说明谢临川过去的经历,并非完全无人知晓。
而是有人曾经处理过。
“继续查。”
崔衡说道。
“但不要急,慢慢来。”
赵安低头。
“是。”
他退下后,崔衡独自坐在书房。
桌上放着两份东西。
一份,是关于太子的。
一份,是关于谢临川的。
他忽然发现,自己今日去东宫,原本是想看看太子是否有成为继承人的能力。
可最后,注意力却落到了太子身边的人身上。
王承珩、谢临川、王玄策,三个人之间,似乎存在一条他尚未看清的线。
崔衡缓缓闭上眼,他不急。
几十年的朝堂沉浮告诉他,真正重要的东西,往往不是最先浮出水面的。
夏日的帝京,表面依旧安宁。
可有些旧事,正在一点一点被重新翻开。
东宫。
崔衡离开之后,书房里安静了许久。
王承珩仍坐在案前,手中的奏折已经许久没有翻动。
谢临川站在一旁,看着他的模样,没有立即开口。
“临川。
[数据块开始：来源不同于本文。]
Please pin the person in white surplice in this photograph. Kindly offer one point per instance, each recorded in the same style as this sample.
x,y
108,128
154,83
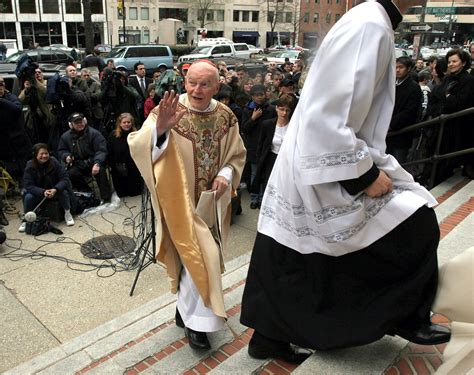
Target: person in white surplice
x,y
346,245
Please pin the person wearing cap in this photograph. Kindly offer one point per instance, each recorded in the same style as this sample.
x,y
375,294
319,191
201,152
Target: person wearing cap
x,y
190,149
254,114
84,151
271,137
45,177
346,249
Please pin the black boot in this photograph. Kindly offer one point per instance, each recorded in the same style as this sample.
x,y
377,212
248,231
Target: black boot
x,y
262,347
3,219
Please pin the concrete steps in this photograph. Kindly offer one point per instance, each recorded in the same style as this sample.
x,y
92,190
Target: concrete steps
x,y
146,339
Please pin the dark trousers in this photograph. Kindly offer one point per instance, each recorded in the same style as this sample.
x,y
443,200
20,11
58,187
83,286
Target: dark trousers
x,y
323,302
30,201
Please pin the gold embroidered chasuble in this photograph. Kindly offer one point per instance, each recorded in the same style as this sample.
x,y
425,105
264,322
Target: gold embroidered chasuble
x,y
198,148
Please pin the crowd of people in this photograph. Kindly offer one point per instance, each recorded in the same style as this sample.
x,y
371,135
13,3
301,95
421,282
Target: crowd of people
x,y
85,119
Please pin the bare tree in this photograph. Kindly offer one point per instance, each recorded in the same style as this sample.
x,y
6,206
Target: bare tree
x,y
274,14
296,20
203,7
88,29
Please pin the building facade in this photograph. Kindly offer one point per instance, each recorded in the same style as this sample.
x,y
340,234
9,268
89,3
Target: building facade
x,y
259,22
45,22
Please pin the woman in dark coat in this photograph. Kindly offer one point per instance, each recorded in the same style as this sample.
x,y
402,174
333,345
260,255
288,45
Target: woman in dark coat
x,y
45,177
125,175
271,137
453,94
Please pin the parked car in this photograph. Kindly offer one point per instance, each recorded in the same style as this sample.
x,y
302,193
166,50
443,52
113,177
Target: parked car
x,y
12,84
280,56
153,56
218,51
43,55
11,45
103,49
255,50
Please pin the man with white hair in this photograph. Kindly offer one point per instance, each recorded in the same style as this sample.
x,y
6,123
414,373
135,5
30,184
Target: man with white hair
x,y
189,145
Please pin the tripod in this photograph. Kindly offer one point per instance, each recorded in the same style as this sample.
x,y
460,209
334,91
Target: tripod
x,y
149,254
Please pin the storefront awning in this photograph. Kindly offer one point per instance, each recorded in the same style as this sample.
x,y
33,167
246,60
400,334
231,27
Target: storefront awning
x,y
243,34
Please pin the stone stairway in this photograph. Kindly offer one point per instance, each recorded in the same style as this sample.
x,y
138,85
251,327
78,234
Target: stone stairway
x,y
147,341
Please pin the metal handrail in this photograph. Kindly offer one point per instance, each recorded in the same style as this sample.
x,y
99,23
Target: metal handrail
x,y
436,157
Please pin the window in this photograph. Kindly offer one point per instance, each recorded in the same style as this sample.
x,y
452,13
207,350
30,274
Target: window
x,y
8,31
50,6
6,6
96,7
73,6
180,14
133,13
254,16
270,17
200,14
27,6
146,35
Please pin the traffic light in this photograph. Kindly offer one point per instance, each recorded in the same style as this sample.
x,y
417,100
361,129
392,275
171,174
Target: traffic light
x,y
121,8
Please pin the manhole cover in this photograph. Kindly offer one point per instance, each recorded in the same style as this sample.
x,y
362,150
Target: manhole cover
x,y
108,247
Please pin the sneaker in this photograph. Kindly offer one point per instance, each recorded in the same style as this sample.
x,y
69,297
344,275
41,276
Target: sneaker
x,y
22,228
68,218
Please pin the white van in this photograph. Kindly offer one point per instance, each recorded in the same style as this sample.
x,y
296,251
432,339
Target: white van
x,y
11,45
218,50
214,41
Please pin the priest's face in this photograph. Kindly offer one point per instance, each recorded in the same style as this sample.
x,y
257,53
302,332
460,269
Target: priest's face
x,y
202,83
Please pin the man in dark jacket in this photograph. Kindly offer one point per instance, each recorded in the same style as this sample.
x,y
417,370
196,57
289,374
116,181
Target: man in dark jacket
x,y
257,111
84,150
15,145
407,109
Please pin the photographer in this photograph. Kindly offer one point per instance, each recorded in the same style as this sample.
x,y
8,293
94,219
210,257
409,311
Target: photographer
x,y
15,144
39,119
92,91
84,150
45,177
117,98
256,112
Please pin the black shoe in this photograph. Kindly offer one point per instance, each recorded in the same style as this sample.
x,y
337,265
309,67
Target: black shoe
x,y
283,351
427,334
178,320
197,340
3,219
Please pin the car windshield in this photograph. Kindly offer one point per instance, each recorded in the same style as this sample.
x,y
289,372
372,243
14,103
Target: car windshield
x,y
14,57
116,52
204,49
284,54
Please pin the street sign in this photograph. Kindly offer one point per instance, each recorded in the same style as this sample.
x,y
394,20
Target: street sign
x,y
420,27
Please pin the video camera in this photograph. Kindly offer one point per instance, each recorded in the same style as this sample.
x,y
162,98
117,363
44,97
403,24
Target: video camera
x,y
25,68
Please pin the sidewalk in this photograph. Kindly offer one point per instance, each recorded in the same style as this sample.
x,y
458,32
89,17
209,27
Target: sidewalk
x,y
146,340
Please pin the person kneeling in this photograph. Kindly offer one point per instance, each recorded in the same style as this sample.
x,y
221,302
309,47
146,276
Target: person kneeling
x,y
44,177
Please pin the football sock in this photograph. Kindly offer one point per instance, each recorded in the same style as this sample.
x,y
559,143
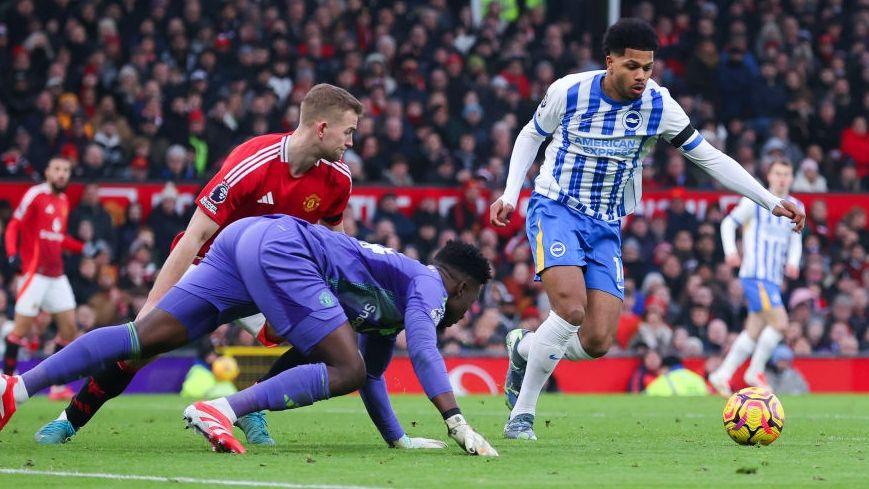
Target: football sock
x,y
291,358
739,351
575,351
105,385
10,356
525,343
94,351
767,341
296,387
547,348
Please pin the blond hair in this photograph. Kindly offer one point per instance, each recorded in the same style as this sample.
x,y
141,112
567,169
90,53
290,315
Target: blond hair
x,y
326,101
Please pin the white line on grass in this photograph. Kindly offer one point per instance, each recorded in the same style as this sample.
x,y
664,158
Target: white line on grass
x,y
176,480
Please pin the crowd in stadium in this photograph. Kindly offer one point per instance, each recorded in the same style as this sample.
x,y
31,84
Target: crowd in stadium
x,y
160,90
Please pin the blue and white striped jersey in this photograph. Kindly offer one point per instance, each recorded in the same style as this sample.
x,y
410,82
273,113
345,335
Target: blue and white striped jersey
x,y
768,242
594,161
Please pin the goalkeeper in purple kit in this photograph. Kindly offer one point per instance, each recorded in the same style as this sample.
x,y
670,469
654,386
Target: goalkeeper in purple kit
x,y
319,290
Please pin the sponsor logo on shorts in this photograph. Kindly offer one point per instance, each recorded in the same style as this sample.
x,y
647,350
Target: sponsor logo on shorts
x,y
557,249
326,299
437,315
311,202
368,310
632,120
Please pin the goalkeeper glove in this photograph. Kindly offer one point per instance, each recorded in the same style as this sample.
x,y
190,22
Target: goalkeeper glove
x,y
407,442
471,441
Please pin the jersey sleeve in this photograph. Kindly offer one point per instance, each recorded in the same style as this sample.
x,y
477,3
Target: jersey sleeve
x,y
225,193
743,212
335,215
19,217
549,113
425,307
795,245
739,216
675,126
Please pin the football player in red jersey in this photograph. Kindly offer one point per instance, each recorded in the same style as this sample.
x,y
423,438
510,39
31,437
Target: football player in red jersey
x,y
35,239
300,174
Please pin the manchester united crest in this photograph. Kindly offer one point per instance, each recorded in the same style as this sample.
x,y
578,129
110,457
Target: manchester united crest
x,y
311,202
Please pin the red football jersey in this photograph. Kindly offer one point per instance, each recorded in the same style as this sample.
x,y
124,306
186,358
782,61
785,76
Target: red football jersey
x,y
255,180
37,231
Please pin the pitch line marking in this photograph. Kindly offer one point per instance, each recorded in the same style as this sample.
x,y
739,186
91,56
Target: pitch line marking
x,y
176,480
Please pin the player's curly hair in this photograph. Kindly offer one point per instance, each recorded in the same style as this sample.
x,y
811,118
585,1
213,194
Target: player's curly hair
x,y
630,33
466,259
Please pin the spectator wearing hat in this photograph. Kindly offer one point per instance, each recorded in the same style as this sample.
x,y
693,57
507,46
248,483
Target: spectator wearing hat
x,y
166,220
783,378
855,144
646,372
387,209
654,331
91,209
676,380
177,167
808,179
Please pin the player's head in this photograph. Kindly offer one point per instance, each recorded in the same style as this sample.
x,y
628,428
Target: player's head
x,y
630,46
332,114
57,174
465,270
780,176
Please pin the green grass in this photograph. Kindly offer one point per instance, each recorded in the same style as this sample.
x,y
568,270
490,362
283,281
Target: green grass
x,y
585,441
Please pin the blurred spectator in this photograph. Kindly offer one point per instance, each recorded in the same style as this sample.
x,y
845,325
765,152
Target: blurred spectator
x,y
676,380
646,372
782,376
91,209
808,178
387,209
166,221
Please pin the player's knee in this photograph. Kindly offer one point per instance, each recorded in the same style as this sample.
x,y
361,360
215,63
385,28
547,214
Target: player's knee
x,y
351,376
572,313
597,344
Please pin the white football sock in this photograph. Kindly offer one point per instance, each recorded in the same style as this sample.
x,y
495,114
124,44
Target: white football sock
x,y
19,392
767,341
546,349
525,343
575,351
739,351
223,406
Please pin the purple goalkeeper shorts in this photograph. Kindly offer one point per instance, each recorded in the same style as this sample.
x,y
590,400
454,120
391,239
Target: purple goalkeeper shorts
x,y
260,263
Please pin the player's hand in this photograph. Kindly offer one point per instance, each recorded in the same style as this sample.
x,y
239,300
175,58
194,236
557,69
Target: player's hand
x,y
406,442
499,213
15,263
733,260
788,209
471,441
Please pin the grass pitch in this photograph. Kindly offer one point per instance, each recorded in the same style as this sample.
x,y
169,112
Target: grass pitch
x,y
585,441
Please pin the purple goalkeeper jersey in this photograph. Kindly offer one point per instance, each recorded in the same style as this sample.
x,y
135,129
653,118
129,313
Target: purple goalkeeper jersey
x,y
321,272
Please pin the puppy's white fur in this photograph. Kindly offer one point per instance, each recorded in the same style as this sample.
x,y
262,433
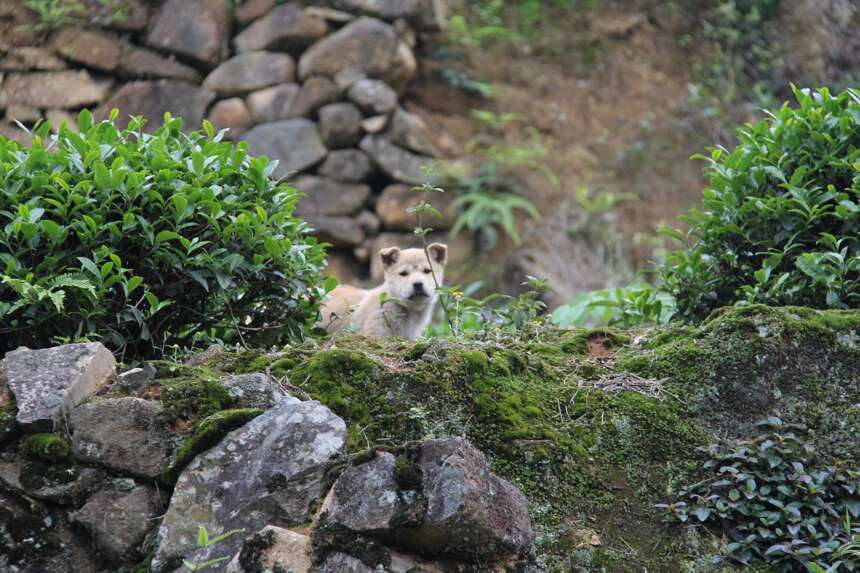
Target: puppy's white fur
x,y
410,290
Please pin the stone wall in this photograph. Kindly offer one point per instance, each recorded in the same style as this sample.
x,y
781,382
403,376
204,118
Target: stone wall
x,y
318,86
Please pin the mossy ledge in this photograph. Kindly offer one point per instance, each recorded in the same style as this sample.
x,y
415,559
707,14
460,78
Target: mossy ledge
x,y
591,461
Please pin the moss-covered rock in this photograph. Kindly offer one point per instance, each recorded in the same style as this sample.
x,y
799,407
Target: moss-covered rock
x,y
589,459
47,447
208,433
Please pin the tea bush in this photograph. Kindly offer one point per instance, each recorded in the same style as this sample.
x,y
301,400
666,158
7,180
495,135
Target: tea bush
x,y
775,500
781,215
147,240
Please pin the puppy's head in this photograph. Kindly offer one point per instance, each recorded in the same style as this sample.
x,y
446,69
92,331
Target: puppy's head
x,y
409,275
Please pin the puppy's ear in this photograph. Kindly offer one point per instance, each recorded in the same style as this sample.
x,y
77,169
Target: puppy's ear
x,y
438,252
389,256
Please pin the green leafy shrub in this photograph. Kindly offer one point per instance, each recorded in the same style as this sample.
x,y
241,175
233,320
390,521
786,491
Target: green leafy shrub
x,y
145,240
781,214
775,500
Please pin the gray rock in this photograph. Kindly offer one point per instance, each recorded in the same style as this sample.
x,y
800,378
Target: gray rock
x,y
270,470
342,563
410,132
365,499
139,63
136,380
48,383
385,9
119,520
59,483
274,549
126,435
295,143
366,45
90,48
250,10
397,163
272,104
286,28
133,14
254,391
348,165
327,197
153,99
373,96
250,71
471,512
340,125
339,231
232,114
312,95
61,90
374,124
196,29
31,58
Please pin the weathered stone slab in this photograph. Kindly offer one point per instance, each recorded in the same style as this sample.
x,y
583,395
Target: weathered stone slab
x,y
286,28
126,435
295,143
61,90
270,470
250,71
196,29
48,383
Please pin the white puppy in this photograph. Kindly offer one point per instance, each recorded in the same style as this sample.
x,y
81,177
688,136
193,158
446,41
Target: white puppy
x,y
400,306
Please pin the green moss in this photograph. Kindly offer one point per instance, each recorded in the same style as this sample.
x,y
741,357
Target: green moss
x,y
208,433
46,447
192,399
582,455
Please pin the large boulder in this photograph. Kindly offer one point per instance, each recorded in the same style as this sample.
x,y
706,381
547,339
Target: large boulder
x,y
153,99
119,520
233,114
312,95
274,549
295,143
146,64
28,58
48,383
340,125
438,499
373,96
272,104
328,197
195,29
347,165
250,71
366,46
126,435
396,162
271,470
287,28
65,89
470,511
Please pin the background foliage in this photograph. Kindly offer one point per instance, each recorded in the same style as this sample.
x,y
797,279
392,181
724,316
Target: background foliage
x,y
146,240
780,217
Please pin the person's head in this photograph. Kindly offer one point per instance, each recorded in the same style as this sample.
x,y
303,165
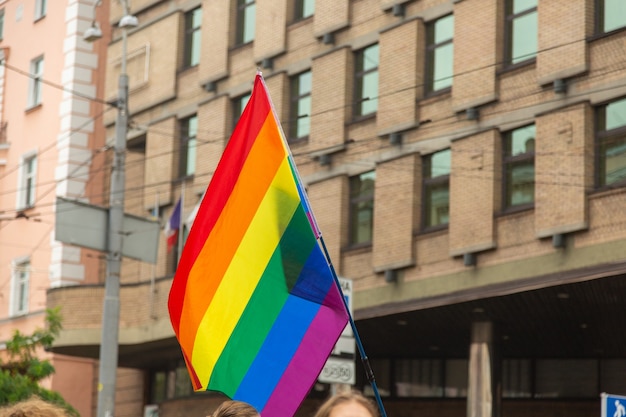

”
许久之后。
王承珩忽然说道:“你觉得,今日崔相来,是为了什么?”
谢临川沉默片刻。
“殿下觉得呢?”
王承珩笑了一下。
“你倒是越来越会把问题还给我。”
谢临川低头。
“臣只是觉得,殿下心中已有答案。”
王承珩没有否认,他当然知道,崔衡今日不是单纯来问候。那句关于齐王的话,其实已经说明了一切。
“他是在看我。”王承珩轻声道,“看我是否有资格坐在这个位置上。”
谢临川看着他,没有说话。
这些年,他陪伴王承珩太久,久到他知道。这个人表面温和,心里却并非什么都不在乎。
他会害怕,会犹豫,会因为一句话想很久。只是这些情绪,他从不愿让别人看见。
“殿下。”
谢临川低声道:“您不必因为别人如何看您,便改变自己。”
王承珩抬头,看向他。
“你觉得我这样很好?”
谢临川没有犹豫。
“是。”
“哪怕以后有人因此觉得我不够狠?”
“是。”
“哪怕因此有人觉得我不适合成为皇帝?”
谢临川停了一下,然后说道:“臣只知道,殿下若变成自己不愿成为的人,那才是真正的失去。”
王承珩怔住。
许久,才低声笑了笑。
“临川,你总是比我更相信我。”
谢临川垂下眼,没有回答。
因为只有他自己知道,这些年他看着王承珩从一个少年,一步一步走到今天。
他见过太子的迷茫,也见过他的坚持。
他知道,这个人并不完美。但他也知道,王承珩值得被保护。
夜色渐深。
谢临川离开书房,走在东宫长廊之中。
他回想着今日崔衡看向自己的那一眼,那一眼很短,却让他心中生出一种不安。
崔衡是什么样的人,他比许多人清楚。
这样的人,不会无缘无故注意一个侍从。
谢临川停下脚步,望向宫墙之外。
很多年前,他以为自己只需要做好一件事。
陪在太子身边,保护他、帮助他,让他能够走完自己的路。
可如今,他忽然意识到,这条路或许比自己想象中更加艰难。
与此同时。
齐王府。
王玄策也收到了一份消息,周砚将一封密信放在案上。
“殿下,相府近日似乎在查一些旧事。”
王玄策打开信,目光停留在其中一个名字上,谢临川。
许久,他没有说话。
周砚低声问:“需要让人去查吗?”
王玄策将信折起,放回案上。
“暂时不用,先看看。”
他知道,有些事情越是急着遮掩,越容易留下痕迹。
只是他没有想到,多年以前的一段旧事,终究还是被人重新翻了出来。
夏日的帝京,夜色沉沉。
东宫、相府、齐王府,三处灯火,隔着重重宫墙。
却已经被一条看不见的线,悄然连接。